Department of Critical Care Medicine, Xiang-Ya Hospital, Central South University, Changsha, Hunan Province, China.
Department of Anesthesia, Xiang-Ya Hospital, Central South University, Changsha, Hunan Province, China.
Neuroscience. 2017 Oct 11;361:34-42. doi: 10.1016/j.neuroscience.2017.08.010. Epub 2017 Aug 12.

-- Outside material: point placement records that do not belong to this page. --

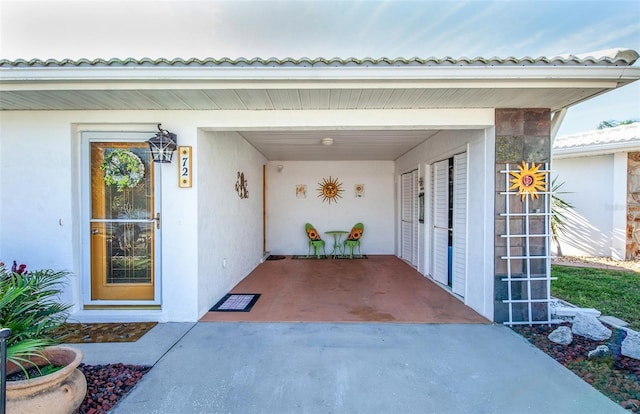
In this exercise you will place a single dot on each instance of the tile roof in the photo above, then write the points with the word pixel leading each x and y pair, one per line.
pixel 624 135
pixel 617 57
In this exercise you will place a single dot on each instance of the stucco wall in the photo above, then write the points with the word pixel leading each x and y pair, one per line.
pixel 589 186
pixel 229 228
pixel 42 198
pixel 287 214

Whether the CD38/cyclic ADP-ribose (cADPR) pathway plays a protective or detrimental role in neuroinflammation remains controversial. This study aimed to determine the role of CD38 in neuroinflammation using lipopolysaccharide (LPS)-stimulated BV2 microglial cells and co-cultured Neuro-2a (N2a) cells. In monoculture experiments, BV2 cells were divided into control, CD38 interference (CD38Ri), negative control (NC), LPS, CD38Ri+LPS, NC+LPS and 8-Br-cADPR+LPS groups. In co-culture experiments, N2a cells were co-cultured with BV2 cells for 48h. Nicotinamide adenine dinucleotide (NAD), cADPR and intracellular Ca levels and CD38 expression increased significantly in LPS-stimulated BV2 cells. CD38 knockdown or 8-Br-cADPR treatment significantly reduced NAD, cADPR and intracellular Ca levels. CD38 knockdown increased iNOS and NO levels in BV2 cells without LPS treatment; however, CD38 knockdown or 8-Br-cADPR treatment reduced iNOS and NO levels in BV2 cells with LPS treatment. CD38 knockdown increased the ratio of TUNEL-positive cells and cleaved Caspase 3/Caspase 3 ratio, and decreased the Bcl-2/Bax ratio in BV2 cells without LPS treatment; however, CD38 knockdown reduced the TUNEL positivity in BV2 cells with LPS treatment. CD38 knockdown or 8-Br-cADPR inhibited TNF-α, IL-6 (interleukin-6) and IL-1β levels in LPS-stimulated BV2 cells. Co-culture with CD38 knockdown or 8-Br-cADPR-treated BV2 cells did not influence apoptosis or iNOS expression in N2a cells. In conclusion, our results indicate that blocking the CD38/cADPR pathway reduces intracellular Ca, NO and the secretion of proinflammatory cytokines. CD38 knockdown exerted a detrimental effect in apoptosis and NO production in normal microglia, but played a protective role in apoptosis and NO production in LPS-stimulated microglia.
CD38/环 ADP-核糖(cADPR)通路在神经炎症中是发挥保护作用还是损伤作用仍存在争议。本研究旨在通过脂多糖(LPS)刺激的 BV2 小胶质细胞和共培养的 Neuro-2a(N2a)细胞来确定 CD38 在神经炎症中的作用。在单核培养实验中,BV2 细胞被分为对照组、CD38 干扰(CD38Ri)组、阴性对照组(NC)、LPS 组、CD38Ri+LPS 组、NC+LPS 组和 8-Br-cADPR+LPS 组。在共培养实验中,N2a 细胞与 BV2 细胞共培养 48h。LPS 刺激的 BV2 细胞中 NAD、cADPR 和细胞内 Ca 水平以及 CD38 表达显著增加。CD38 敲低或 8-Br-cADPR 处理显著降低 NAD、cADPR 和细胞内 Ca 水平。CD38 敲低在无 LPS 处理的情况下增加了 BV2 细胞中的 iNOS 和 NO 水平;然而,CD38 敲低或 8-Br-cADPR 处理降低了 LPS 处理的 BV2 细胞中的 iNOS 和 NO 水平。CD38 敲低增加了无 LPS 处理的 BV2 细胞中 TUNEL 阳性细胞的比例和裂解 Caspase 3/Caspase 3 比值,降低了 BV2 细胞中的 Bcl-2/Bax 比值;然而,CD38 敲低降低了 LPS 处理的 BV2 细胞中的 TUNEL 阳性率。CD38 敲低或 8-Br-cADPR 抑制了 LPS 刺激的 BV2 细胞中 TNF-α、IL-6(白细胞介素-6)和 IL-1β水平。与 CD38 敲低或 8-Br-cADPR 处理的 BV2 细胞共培养并未影响 N2a 细胞中的细胞凋亡或 iNOS 表达。总之,我们的结果表明,阻断 CD38/cADPR 通路可降低细胞内 Ca、NO 和促炎细胞因子的分泌。CD38 敲低在正常小胶质细胞中的细胞凋亡和 NO 产生中产生有害作用,但在 LPS 刺激的小胶质细胞中的细胞凋亡和 NO 产生中发挥保护作用。